The Bill and Melinda Gates Foundation invested in the Literacy Design Collaborative (LDC)
as one strategy to support teachers’ and students’ transition to the Common Core State
Standards (CCSS) in English language arts. This report provides an early look at the
implementation of LDC in sixth-grade Advanced Reading classes in a large Florida district,
and the effectiveness of the intervention in this setting. The study found that teachers
understood LDC and implemented it with fidelity and that curriculum modules were well
crafted. Teachers also generally reported positive attitudes about the effectiveness of LDC
and its usefulness as a tool for teaching CCSS skills. Although implementation results were
highly positive, quasi-experimental analyses employing matched control group and
regression discontinuity designs found no evidence of an impact of LDC on student
performance on state reading or district writing assessments. Furthermore, students generally
performed at basic levels on assessments designed to align with the intervention, suggesting
the challenge of meeting CCSS expectations. Exploratory analyses suggest that LDC may
have been most effective for higher achieving students. However understandable, the findings
thus suggest that, in the absence of additional scaffolding and supports for low-achieving
students, LDC may be gap enhancing.


#845 – The Implementation and Effects of the Mathematics Design Collaborative (MDC): Early Findings From Kentucky Ninth-Grade Algebra 1 Courses
Joan L. Herman, Deborah La Torre Matrundola, Scott Epstein, Seth Leon, Yunyun Dai, Sarah Reber, and Kilchan Choi

Summary

With support from the Bill and Melinda Gates Foundation, researchers and experts in mathematics education developed the Mathematics Design Collaborative (MDC) as a strategy to support the transition to Common Core State Standards in math. MDC provides short formative assessment lessons known as Classroom Challenges for use in middle and high school math classrooms. UCLA CRESST’s study of ninth-grade Algebra 1 classrooms in Kentucky implementing MDC showed strong support from teachers for the intervention and a statistically significant positive impact on student scores on the PLAN Algebra assessment, as compared to similar students statewide in Kentucky.

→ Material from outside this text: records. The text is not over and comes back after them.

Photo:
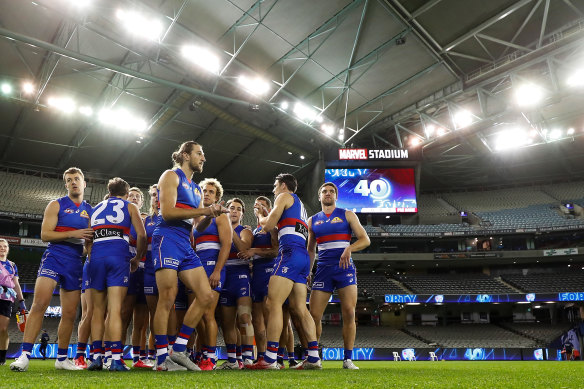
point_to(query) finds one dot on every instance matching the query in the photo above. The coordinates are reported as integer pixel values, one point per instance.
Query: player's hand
(134, 264)
(214, 279)
(345, 261)
(21, 306)
(83, 233)
(246, 254)
(217, 210)
(260, 210)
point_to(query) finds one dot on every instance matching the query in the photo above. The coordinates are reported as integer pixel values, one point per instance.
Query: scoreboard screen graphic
(375, 190)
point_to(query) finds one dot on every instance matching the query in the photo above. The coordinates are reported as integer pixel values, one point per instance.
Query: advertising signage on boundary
(378, 155)
(482, 298)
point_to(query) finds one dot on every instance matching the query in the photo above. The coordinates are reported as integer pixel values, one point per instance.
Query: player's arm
(361, 243)
(243, 241)
(141, 242)
(167, 185)
(283, 202)
(50, 219)
(311, 244)
(225, 236)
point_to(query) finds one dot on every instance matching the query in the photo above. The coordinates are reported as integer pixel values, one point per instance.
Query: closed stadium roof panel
(115, 86)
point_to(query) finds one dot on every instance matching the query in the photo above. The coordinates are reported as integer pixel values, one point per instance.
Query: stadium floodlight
(6, 88)
(576, 79)
(255, 86)
(202, 57)
(63, 104)
(139, 25)
(528, 95)
(328, 129)
(430, 129)
(303, 112)
(555, 134)
(27, 88)
(462, 118)
(86, 110)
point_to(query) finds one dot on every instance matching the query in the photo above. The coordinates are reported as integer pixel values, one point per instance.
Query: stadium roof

#844 – Semi-Parametric Item Response Functions in the Context of Guessing
Carl F. Falk, Li Cai

Summary

We present a logistic function of a monotonic polynomial with a lower asymptote, allowing additional flexibility beyond the three-parameter logistic model. We develop a maximum marginal likelihood based approach to estimate the item parameters. The new item response model is demonstrated on math assessment data from a state, and a computationally efficient strategy for choosing the order of the polynomial is demonstrated and tested.